Houston we have a Divergence: A Subgroup Performance Analysis of ASR Models
Alkis Koudounas, Flavio Giobergia
TL;DR
The paper analyzes why Apollo-era multi-speaker recordings exhibit ASR performance variability across subgroups by constructing a metadata-driven framework that groups recordings and measures WER divergence from the population.
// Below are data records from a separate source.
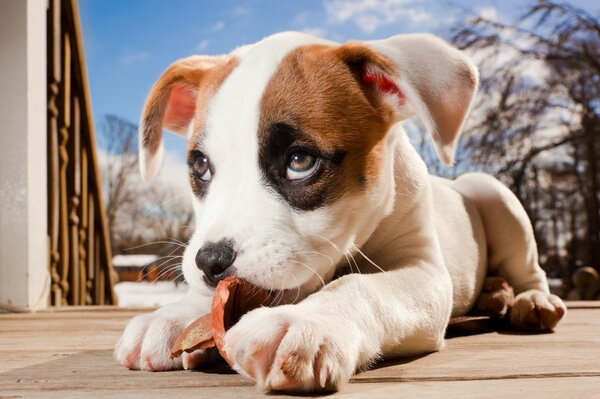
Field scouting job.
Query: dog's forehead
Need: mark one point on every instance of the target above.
(234, 111)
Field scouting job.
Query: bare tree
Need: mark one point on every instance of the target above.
(118, 138)
(536, 120)
(144, 217)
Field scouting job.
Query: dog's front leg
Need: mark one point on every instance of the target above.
(320, 342)
(147, 340)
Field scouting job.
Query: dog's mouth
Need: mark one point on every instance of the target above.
(212, 281)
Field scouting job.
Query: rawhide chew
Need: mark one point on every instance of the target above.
(233, 298)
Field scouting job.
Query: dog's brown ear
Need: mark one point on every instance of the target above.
(172, 105)
(421, 74)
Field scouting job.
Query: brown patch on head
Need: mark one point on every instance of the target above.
(180, 94)
(317, 101)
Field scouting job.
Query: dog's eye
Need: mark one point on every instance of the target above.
(201, 167)
(300, 165)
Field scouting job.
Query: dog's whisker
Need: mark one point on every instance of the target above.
(167, 270)
(369, 260)
(152, 243)
(311, 269)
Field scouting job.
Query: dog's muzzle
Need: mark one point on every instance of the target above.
(215, 259)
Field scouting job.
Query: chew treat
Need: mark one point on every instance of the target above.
(233, 298)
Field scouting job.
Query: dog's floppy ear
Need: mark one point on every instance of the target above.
(422, 74)
(171, 105)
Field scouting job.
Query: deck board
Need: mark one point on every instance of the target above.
(69, 354)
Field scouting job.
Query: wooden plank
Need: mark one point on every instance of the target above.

It evaluates Whisper variants in zero-shot and fine-tuned settings across English-only and multilingual configurations, linking subgroup characteristics to performance with Global Shapley Values. Key findings show that fine-tuning reduces subgroup divergence and that model-size effects are heterogeneous, while multilingual models offer selective gains for a subset of subgroups; metadata such as high SNR and low spectral flatness correlate with better WER. The work provides a practical methodology for diagnosing and mitigating subgroup disparities in Earth-to-space communications and informs targeted optimizations for historical multi-speaker ASR datasets.
Abstract
The Fearless Steps APOLLO Community Resource provides unparalleled opportunities to explore the potential of multi-speaker team communications from NASA Apollo missions. This study focuses on discovering the characteristics that make Apollo recordings more or less intelligible to Automatic Speech Recognition (ASR) methods. We extract, for each audio recording, interpretable metadata on recordings (signal-to-noise ratio, spectral flatness, presence of pauses, sentence duration), transcript (number of words spoken, speaking rate), or known a priori (speaker). We identify subgroups of audio recordings based on combinations of these metadata and compute each subgroup's performance (e.g., Word Error Rate) and the difference in performance (''divergence'') w.r.t the overall population. We then apply the Whisper model in different sizes, trained on English-only or multilingual datasets, in zero-shot or after fine-tuning. We conduct several analyses to (i) automatically identify and describe the most problematic subgroups for a given model, (ii) examine the impact of fine-tuning w.r.t. zero-shot at the subgroup level, (iii) understand the effect of model size on subgroup performance, and (iv) analyze if multilingual models are more sensitive than monolingual to subgroup performance disparities. The insights enhance our understanding of subgroup-specific performance variations, paving the way for advancements in optimizing ASR systems for Earth-to-space communications.